Anyway, I seem to keep running afoul of the "image use policy". Several galleries that I've added to articles have been removed. (And see this response to my second attempt to gallerise one article: http://en.wikipedia.org/w/index.php?title=User_talk:Stevage&action=edit%... )
The key parts of the policy (http://en.wikipedia.org/wiki/Wikipedia:IG#Image_galleries) are:
- "Articles consisting entirely or primarily of galleries are
discouraged, as the Commons is intended for such collections of images." -- it's not clear whether this includes articles that currently lack text (as opposed to articles that could never be much more than a gallery)
- "However, Wikipedia is not an image repository. A gallery is not a
tool to shoehorn images into an article, and a gallery consisting of an indiscriminate collection of images of the article subject should generally either be improved in accordance with the above paragraph or moved to Wikimedia Commons." -- It's not clear what "moving...a gallery...to Wikimedia Commons" means. It sounds like this was intended for cases where the images existed only in Wikipedia itself, rather than being linked from Commons.
On the other hand:
- "The images in the gallery collectively must have encyclopedic value
and add to the reader's understanding of the subject. Images in a gallery should be suitably captioned to explain their relevance both to the article subject and to the theme of the gallery"

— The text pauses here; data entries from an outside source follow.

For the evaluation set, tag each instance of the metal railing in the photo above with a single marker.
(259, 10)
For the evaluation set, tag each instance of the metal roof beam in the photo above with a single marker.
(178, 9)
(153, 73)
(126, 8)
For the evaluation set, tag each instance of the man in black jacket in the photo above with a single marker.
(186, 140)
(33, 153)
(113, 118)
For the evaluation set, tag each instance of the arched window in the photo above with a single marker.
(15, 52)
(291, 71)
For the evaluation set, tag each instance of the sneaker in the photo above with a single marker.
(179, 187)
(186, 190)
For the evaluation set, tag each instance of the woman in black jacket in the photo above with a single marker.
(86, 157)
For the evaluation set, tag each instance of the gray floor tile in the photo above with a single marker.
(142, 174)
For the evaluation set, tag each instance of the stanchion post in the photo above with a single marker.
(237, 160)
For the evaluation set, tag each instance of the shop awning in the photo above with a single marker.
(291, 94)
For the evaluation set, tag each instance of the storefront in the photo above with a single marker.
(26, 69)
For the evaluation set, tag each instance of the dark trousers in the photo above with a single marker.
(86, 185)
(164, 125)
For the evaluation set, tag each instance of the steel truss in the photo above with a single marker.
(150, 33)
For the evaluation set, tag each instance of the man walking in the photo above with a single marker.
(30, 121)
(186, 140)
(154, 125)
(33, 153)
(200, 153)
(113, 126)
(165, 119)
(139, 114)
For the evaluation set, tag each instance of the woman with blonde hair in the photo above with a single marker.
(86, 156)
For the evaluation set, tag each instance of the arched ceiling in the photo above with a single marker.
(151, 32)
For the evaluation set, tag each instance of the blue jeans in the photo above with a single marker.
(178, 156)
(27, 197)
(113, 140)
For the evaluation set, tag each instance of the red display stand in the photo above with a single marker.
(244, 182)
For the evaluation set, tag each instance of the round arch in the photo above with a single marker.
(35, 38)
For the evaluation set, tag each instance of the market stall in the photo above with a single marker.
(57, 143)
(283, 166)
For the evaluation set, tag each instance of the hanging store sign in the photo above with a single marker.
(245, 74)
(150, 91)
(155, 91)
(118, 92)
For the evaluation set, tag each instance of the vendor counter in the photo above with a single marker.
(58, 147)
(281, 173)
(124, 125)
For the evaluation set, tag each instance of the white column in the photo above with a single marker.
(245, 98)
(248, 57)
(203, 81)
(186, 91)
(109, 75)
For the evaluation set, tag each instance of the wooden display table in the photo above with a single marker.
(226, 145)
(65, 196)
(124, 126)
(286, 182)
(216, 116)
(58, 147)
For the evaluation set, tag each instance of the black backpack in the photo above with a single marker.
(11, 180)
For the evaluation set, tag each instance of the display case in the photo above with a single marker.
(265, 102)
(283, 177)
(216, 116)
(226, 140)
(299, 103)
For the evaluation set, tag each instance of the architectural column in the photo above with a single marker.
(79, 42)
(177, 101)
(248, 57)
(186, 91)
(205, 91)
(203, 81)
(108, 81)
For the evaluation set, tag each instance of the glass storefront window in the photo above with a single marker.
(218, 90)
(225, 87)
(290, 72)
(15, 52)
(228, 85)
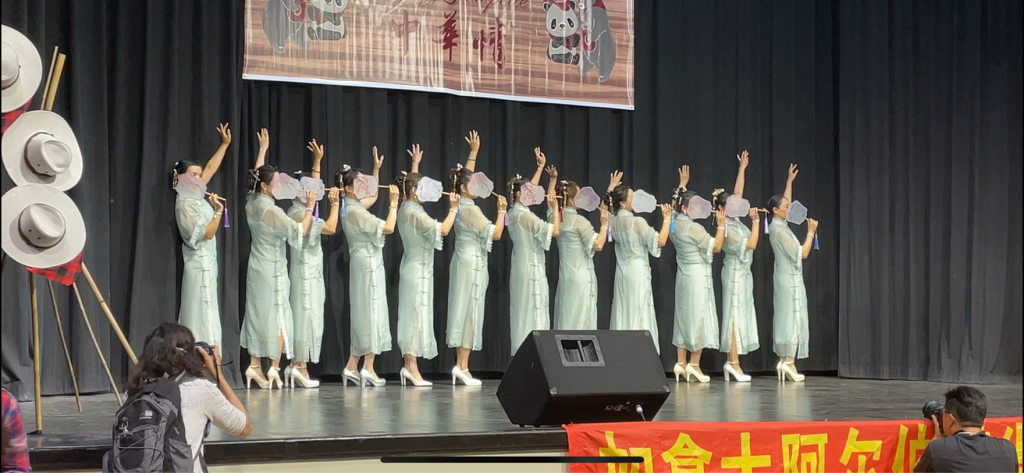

So, here's my thinking in response to the above:
- "Wikipedia is not for images, Commons is for images" is just bad
logic. Commons is a dumping ground for *all* images. Wikipedia is an encyclopaedia, and should illustrate its articles with as many or as few images as appropriate. (It's not like duplicated storage is a problem.) 2) The Commons links are incredibly obscure, and I don't think the average punter ever sees or visits them. It's like telling someone to ring the hotline for more information - they just don't. The link doesn't give any indication whether there are 2 images on Commons on 200. 3) Galleries let you illustrate a much wider range of the subject matter than by simply placing images in the margins. For example, in the contentious [[Lamington National Park]], we could illustrate all the waterfalls, most of the important flora, fauna, and geological features. 4) An image of captioned animals under a section entitled "fauna" (and likewise for flora etc) seems perfectly in keeping with the guideline under ("on the other hand") above.
Thoughts? Comments? Am I on the fringe? Are guidelines like this still subject to debate and change?